Have Bike Will Travel

At about age eight, when I had pretty much mastered riding my bicycle, my mom and dad let me go out on my own on that bicycle, as long as I headed home when the street lights came on, which was either in the late afternoon or the early evening depending on what time of year it was. My parents judged the town to be pretty safe, and me to be a smart, verbal kid who knew his way around this larger neighborhood and was basically cautious enough to not do anything foolish.

With downtown Ann Arbor a little more than a mile away, there were a lot of places within easy bicycle distance of my house. Bach school (my elementary school, pronounced ‘bah’), the public library and my favorite toy, hobby and dime stores and most of my friends were all within a couple miles of our house on Prescott Street. They all were no more than a ten to fifteen minute bike ride for a kid like me. The routes took me mainly down residential streets lined with big maple trees.

I would save my allowance money, plus money earned parking cars in our front yard for people driving into town to attend the University of Michigan football games at the stadium three blocks from our house. A full front yard and driveway of cars, at 50 cents each would net me about three dollars. I would stand in the street with my sign shouting “Park here fifty cents”. For the big rivalry games the market could bear maybe double that per car, and I could add maybe another dollar or two selling my mom’s fudge at a dime a piece to the sports fans. My parents suggested these profit making activities to me, but other than supplying the fudge, at no charge to me, they pretty much let me run my own show and keep the entire take.

So I would scout out and save for the games and other toys I wanted. I could get an Avalon Hill strategy board game from the hobby store for two or three dollars. A bag of one hundred, two-inch army soldiers from the dime store cost a dollar, and a slot car for my HO scale race track (that I had gotten for Christmas) was just a couple bucks. Most of these purchases were part of the integrated fantasy world I continued to develop in our basement and in the sand pile in our back yard.

For example, I’d buy an American Civil War board game giving me the strategic and geographical context to play out that struggle and then say a couple bags of Civil War soldiers to play out the intimate details of patrols, battles and various logistical operations like a naval invasion of an enemy harbor and storming of its coastal fort. I would check out books from the library on the war, mainly shorter ones including lots of nice pictures. I remember even being able to buy Civil War trading cards at the hobby store, if you can imagine such a thing, with graphic or otherwise compelling images of various scenes from the struggle, and explaining text on the back. (I was inspired by the cards to create my own set of a few dozen cards, with my crude stick-figured art work and appropriate captions.)

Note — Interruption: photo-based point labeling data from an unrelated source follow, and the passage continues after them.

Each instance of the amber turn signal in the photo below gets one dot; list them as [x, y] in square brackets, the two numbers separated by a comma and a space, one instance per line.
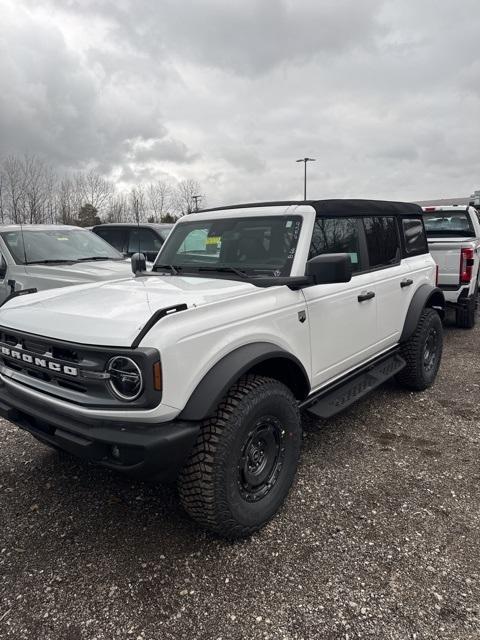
[157, 376]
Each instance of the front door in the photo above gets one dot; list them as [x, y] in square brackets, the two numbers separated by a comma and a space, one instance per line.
[342, 317]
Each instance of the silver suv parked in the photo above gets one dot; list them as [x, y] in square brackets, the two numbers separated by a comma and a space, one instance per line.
[51, 256]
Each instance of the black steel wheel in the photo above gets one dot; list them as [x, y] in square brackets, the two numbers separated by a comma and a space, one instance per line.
[261, 459]
[422, 352]
[245, 458]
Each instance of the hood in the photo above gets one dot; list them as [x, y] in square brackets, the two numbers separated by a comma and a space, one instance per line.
[81, 272]
[111, 313]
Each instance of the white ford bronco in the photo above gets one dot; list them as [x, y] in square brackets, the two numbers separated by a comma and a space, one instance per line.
[199, 368]
[453, 234]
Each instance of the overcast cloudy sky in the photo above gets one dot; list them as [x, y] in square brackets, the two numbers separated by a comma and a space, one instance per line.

I was blessed to be able to develop a sense of independence and self-possession at a young age. For the most part, I did not depend on my parents for transportation. I learned to plan my day and keep track of what time it was. By middle school I had my own daily paper route, paying the Ann Arbor news for my stack of newspapers and then collecting monthly from all my customers. By high school, my grandfather had given me his old Buick, and at age 16 I drove it up from Dayton Ohio, some 200 miles, to Ann Arbor on my own, later giving it to my mom to replace her even older clunker. I would also take buses between Ann Arbor and Dayton on my own, which included a bus change in Toledo. Completing the thread in a way, at age 18, I backpacked through Europe on my own. More on that in another chapter.

Living in a huge city like Los Angeles, I always felt frustrated that we could not give our own kids this same opportunity. Navigating the big anonymous city is a scary prospect, especially for the parents, and since they mostly did not go to neighborhood schools, there friends generally lived anywhere from several miles away to “across town”, which in Los Angeles could be forty miles!

When they were young we were comfortable letting them roam the block we lived on, but anywhere beyond that we insisted on transporting or at least escorting them. I did my best to make myself available, like so many big-city parents, to take them just about anywhere they wanted to go. I felt I owed them that, since I would not unleash them solo on the big-city streets. I actually bought bicycles for both my kids and spent the time to teach them to ride. But they did very few rides without me accompanying.

It was when they learned to drive that the chances for real independence began for them and they both practically counted the days until they were 15 and a half and could get their learner’s permits. And then, once getting their licenses, we slowly weaned them into transportation independence, first letting them drive a few miles to a friends and back during daytime, than to a different part of the city including a stretch of one or more freeways, but still daytime only. Then at night, but returning by 11pm. By age 18 they were both driving trips of several hundred miles, some through mountain roads, on weekend or weeklong adventures.

Allowing kids to develop that critical sense of independence and empowerment of getting from point A to point B by their own means is much more high stakes here in Los Angeles than it ever was in the Ann Arbor of my youth. Still if you are going to raise kids in the big city you have to accept those stakes to let your kids proceed with this very critical development.